Eucalyptus erythronema, commonly known as the red-flowered mallee, is a species of mallee or tree and is endemic to Western Australia. It has smooth, dark pink to red bark that is shed to reveal whitish bark, and has lance-shaped adult leaves, pendulous flower buds mostly arranged in groups of three, red or yellow flowers and conical fruit.

==Description==
Eucalyptus erythronema is a mallee or tree that typically grows to a height of 2-6 m and forms a lignotuber. It has smooth, pinkish brown to dark red bark that is shed to reveal powdery, creamy white new bark. Adult leaves are arranged alternately, the same shade of green or olive green on both sides, lance-shaped, mostly 50-80 mm long and 7-15 mm wide on a slightly flattened petiole 5-13 mm long. The flower buds are arranged in leaf axils in groups of three, sometimes seven, on a thin, unbranched, down-turned peduncle, 10-27 mm long, the individual buds on a pedicel 10-18 mm long. Mature buds are broadly spindle-shaped, 9-23 mm long and 7-10 mm wide with a conical to beaked operculum. Flowering occurs between July or October to December, or from January to February and the flowers are red, pink or creamy white. The fruit is a woody, pendulous, conical capsule, 6-14 mm long and 10-14 mm wide with the valves close to rim level.

==Taxonomy and naming==
Eucalyptus erythronema first formally described in 1852 by the botanist Nikolai Turczaninow in the journal Bulletin de la Classe Physico-Mathématique de l'Académie Impériale des Sciences de Saint-Pétersbourg from a specimen collected by James Drummond.
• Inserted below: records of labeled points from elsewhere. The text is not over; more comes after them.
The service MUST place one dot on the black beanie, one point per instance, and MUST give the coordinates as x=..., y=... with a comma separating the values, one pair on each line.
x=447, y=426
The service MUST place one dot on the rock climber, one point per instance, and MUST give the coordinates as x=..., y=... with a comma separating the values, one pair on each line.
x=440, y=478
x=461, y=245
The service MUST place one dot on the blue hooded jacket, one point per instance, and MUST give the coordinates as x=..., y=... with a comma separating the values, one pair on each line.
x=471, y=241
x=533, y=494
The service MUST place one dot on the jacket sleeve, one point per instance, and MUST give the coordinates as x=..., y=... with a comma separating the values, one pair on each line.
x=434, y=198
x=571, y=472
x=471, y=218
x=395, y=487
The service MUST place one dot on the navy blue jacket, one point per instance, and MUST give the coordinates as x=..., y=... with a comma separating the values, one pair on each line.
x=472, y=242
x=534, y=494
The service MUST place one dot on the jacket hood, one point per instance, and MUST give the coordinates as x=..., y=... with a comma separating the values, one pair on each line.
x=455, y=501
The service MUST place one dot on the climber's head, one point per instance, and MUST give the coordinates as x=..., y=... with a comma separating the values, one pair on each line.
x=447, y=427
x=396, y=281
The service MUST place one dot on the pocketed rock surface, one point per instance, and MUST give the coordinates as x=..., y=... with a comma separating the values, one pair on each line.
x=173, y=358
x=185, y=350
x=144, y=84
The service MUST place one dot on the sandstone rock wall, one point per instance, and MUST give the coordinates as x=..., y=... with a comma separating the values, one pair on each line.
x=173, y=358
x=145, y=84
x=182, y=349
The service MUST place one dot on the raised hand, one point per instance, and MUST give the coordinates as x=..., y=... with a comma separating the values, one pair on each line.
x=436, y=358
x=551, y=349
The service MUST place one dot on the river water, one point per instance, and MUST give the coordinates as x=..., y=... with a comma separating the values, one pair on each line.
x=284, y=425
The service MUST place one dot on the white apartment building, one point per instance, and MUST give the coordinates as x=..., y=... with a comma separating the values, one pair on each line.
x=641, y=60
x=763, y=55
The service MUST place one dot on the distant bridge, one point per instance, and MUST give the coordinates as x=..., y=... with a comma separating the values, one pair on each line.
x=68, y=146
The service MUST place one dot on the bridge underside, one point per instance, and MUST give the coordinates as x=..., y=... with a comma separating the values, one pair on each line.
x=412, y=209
In 2012, Dean Nicolle and Malcolm French described two subspecies and the names have been accepted by the Australian Plant Census:
- Eucalyptus erythronema Turcz. subsp. erythronema (previously known as E. erythronema Turcz. var. erythronema)
- Eucalyptus erythronema subsp. inornata D.Nicolle & M.E.French

Subspecies erythronema has waxy branchlets and usually red flowers; subspecies inornata has branchlets that are not waxy, and has pale creamy yellow flowers.

The specific epithet (erythronema) is derived from the ancient Greek words erythros meaning "red" and nema meaning "a thread", referring to the red stamens.

==Distribution and habitat==
Red-flowered mallee is found in the southern Wheatbelt region of Western Australia where it grows in shrubland and open woodland in sandy-clay soils with lateritic gravel. It is found from near Wongan Hills to near Corrigin and as far east as Southern Cross.

==Conservation status==
This eucalypt is classified as "not threatened" by the Western Australian Government Department of Parks and Wildlife.

==Use in horticulture==
It has a moderate growth rate and grows well in full sun. It is sold commercially in seed form or as tube stock and is used for ornamental plantings, honey production, products rich in tannin and as a screening plant. It germinates easily and is drought resistant.